There are at least a dozen sanctioned crude tankers already inside Venezuela’s exclusive economic maritime zone, according to Reuters analysis of LSEG data – many of which are now at risk of being seized.

CRUDE REALITY

The pressure is already having an impact on Venezuela’s oil industry.

The country’s crude exports had spiked in September to over 1 million barrels per day, the highest since February 2019, likely because state-run oil company PDVSA was depleting inventories in anticipation of tightening restrictions.

Venezuelan crude exports are now set to drop in December to 702,000 bpd, the lowest since May, according to data from analytics firm Kpler. Meanwhile, there are signs that Asian buyers are asking for deeper discounts for Venezuelan crude to accommodate the growing trading risk.

The tightening restrictions have also led to a drop in Venezuelan crude production, which declined by roughly 150,000 bpd in November from a month earlier to 860,000 bpd, following several months of production hovering above 1 million bpd, according to the International Energy Agency.

The drop is partly due to declining exports, meaning output could decline further if exports are constrained as Venezuela’s storage fills up.

On top of this, production could be severely curtailed if U.S. restrictions impede imports of naphtha and diluents that are critical for the extraction and processing of Venezuelan oil.

Over two-thirds of Venezuela’s oil production is of so-called heavy grade that is tar-like when extracted.
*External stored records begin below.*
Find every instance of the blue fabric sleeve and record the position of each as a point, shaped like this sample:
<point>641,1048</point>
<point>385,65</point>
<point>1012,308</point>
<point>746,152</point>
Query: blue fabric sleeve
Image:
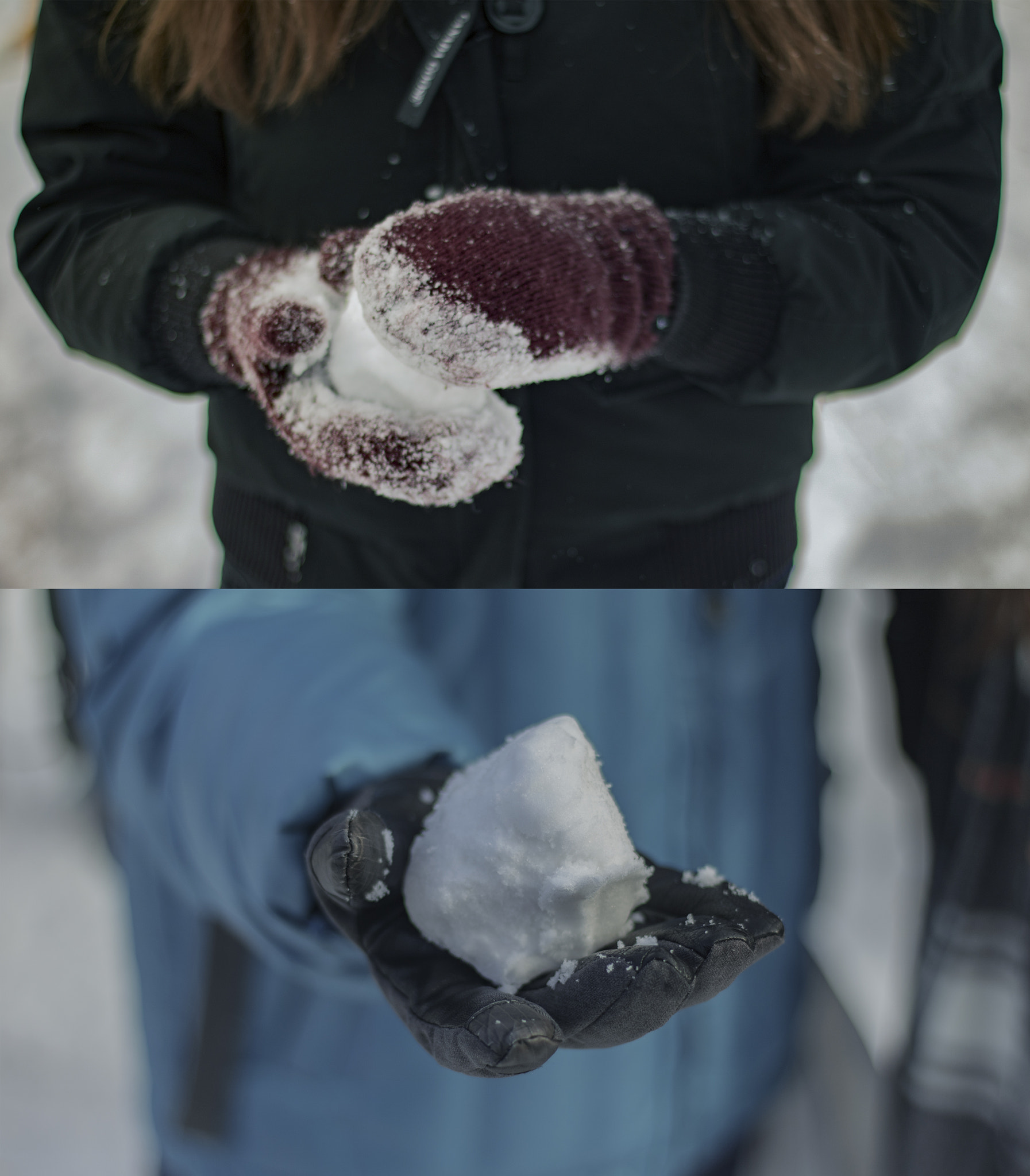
<point>224,724</point>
Naphtha is used to reduce the oil’s viscosity, enabling it to flow through pipelines for export via terminals and tankers.

Venezuela’s six refineries can produce naphtha but have suffered from years of disrepair, leading the country’s upstream oil industry to become heavily reliant on imports.

Venezuelan imports of naphtha and chemicals are set to drop to 39,000 bpd in December, compared with 54,000 bpd in November and 89,000 bpd in October, according to Kpler.

It is hard to estimate how much production will be impacted by naphtha shortages, however, as Venezuela imported large volumes in recent years that may have been placed partially into storage.

But, regardless, a collapse in naphtha imports puts Venezuela’s production at high risk.

A U.S. CARVE-OUT

Venezuela’s heavy crude production is unlikely to stop completely, though, regardless of the rising tensions, because President Donald Trump’s administration has issued Chevron, the second-largest U.S. oil producer, with a special licence to continue operating its joint ventures in Venezuela’s Orinoco belt, which produce around 250,000 bpd.

Chevron exports around 150,000 bpd of crude from Venezuela to the U.S. Gulf Coast, where refineries were built decades ago to process heavy grades from Mexico, Canada and Venezuela.

Putting all of this together, Venezuela’s oil production could decline by between 300,000 to 500,000 bpd because of lower exports and production restrictions, according to Reuters estimates.

This figure, however, is unlikely to have much of an impact on today’s well-supplied global oil market, which faces the prospect of a severe glut next year. Any shortfalls in the production of heavy crude would likely be offset by sharply increased output from Canada and the Gulf of Mexico, which also produce these types of grades. Indeed, installing a U.S.-friendly government that will lead to the removal of sanctions on Caracas could lead to a rapid revival of oil production in Venezuela, which holds the world’s largest oil reserves of around 303 billion barrels.

The escalating tensions around Venezuela are already having a profound impact on the country’s oil industry, but these effects are unlikely to reverberate across the world – unless, of course, the Maduro regime does fall, kicking off a rush of western energy majors back into the oil-rich nation.